Our community-driven research and policy agenda draws from the lived experience of Aboriginal and Torres Strait Islander people with disability
Aboriginal and Torres Strait Islander people experience disability at more than twice the rate of other Australians and experience inequality across a spectrum of health, wellbeing and social indicators (ABS, 2017), however the research and evidence base which informs practice and policy is thin.
FPDN is leading a community-based research program which contributes to a better understanding of the nature and prevalence of disability amongst Aboriginal and Torres Strait Islander people. Working within a model of research coproduction in collaboration with a number of academic partners and government agencies, our research methods brings together statistical datasets with oral testimony from Aboriginal and Torres Strait Islander people with lived experience of disability. This unique approach to inclusive, community-based research is led by Aboriginal and Torres Strait Islander people with disability and highlights the breadth of issues that affect people with disability, as well as its human impact.

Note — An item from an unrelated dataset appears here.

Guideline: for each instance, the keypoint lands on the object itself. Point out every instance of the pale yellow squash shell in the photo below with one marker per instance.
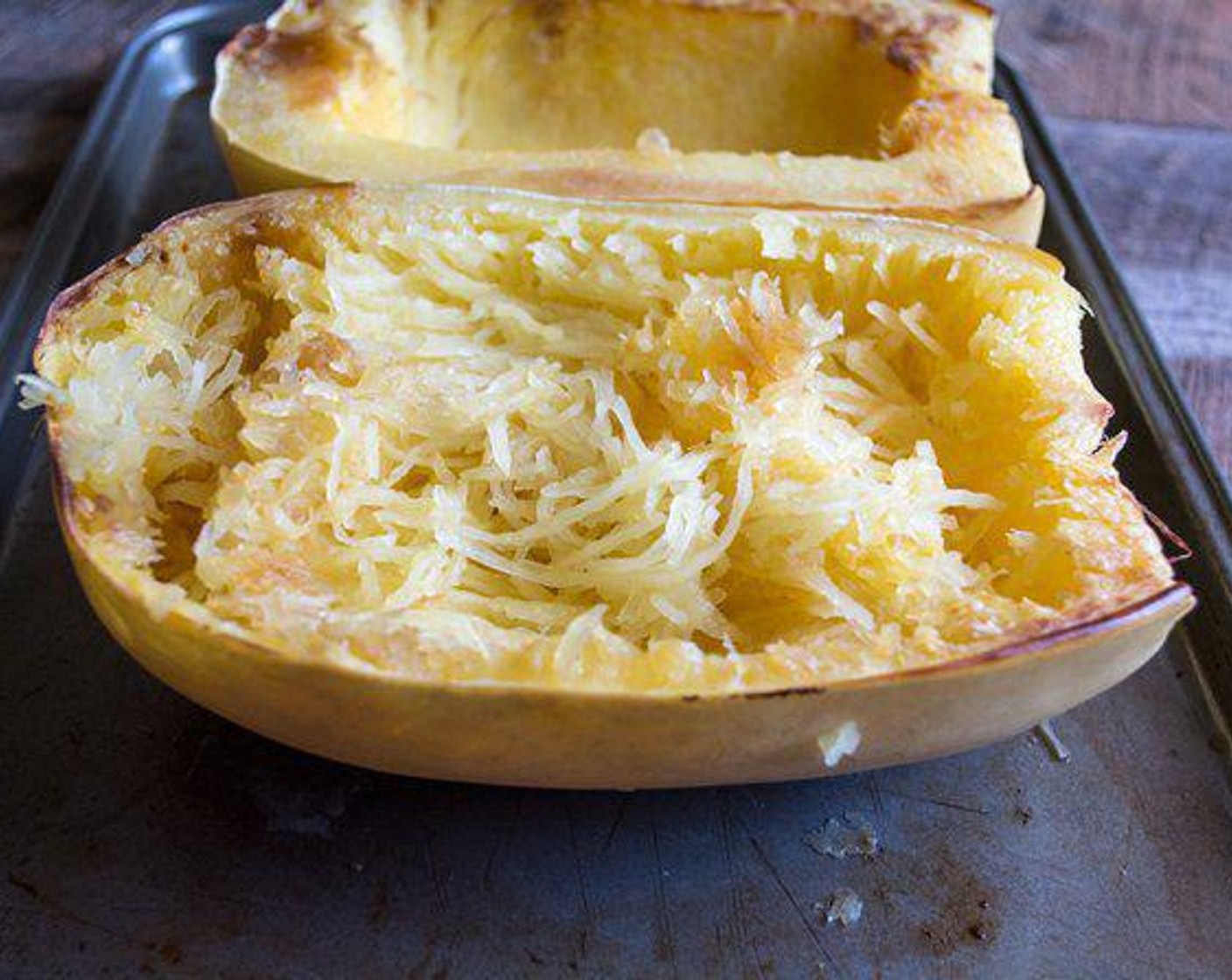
(878, 106)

The initial stage of the research program has demonstrated the overwhelmingly adverse intersectional impact of being Aboriginal and Torres Strait Islander and having disability across a range of wellbeing and social indicators including health, educational attainment, employment participation, personal safety and exposure to the criminal justice system. These findings have implications for policies and programs for Closing the Gap in Indigenous disadvantage, the implementation of the National Disability Insurance Scheme (NDIS) in Aboriginal and Torres Strait Islander communities, and other aspects of the National Disability Strategy (NDS).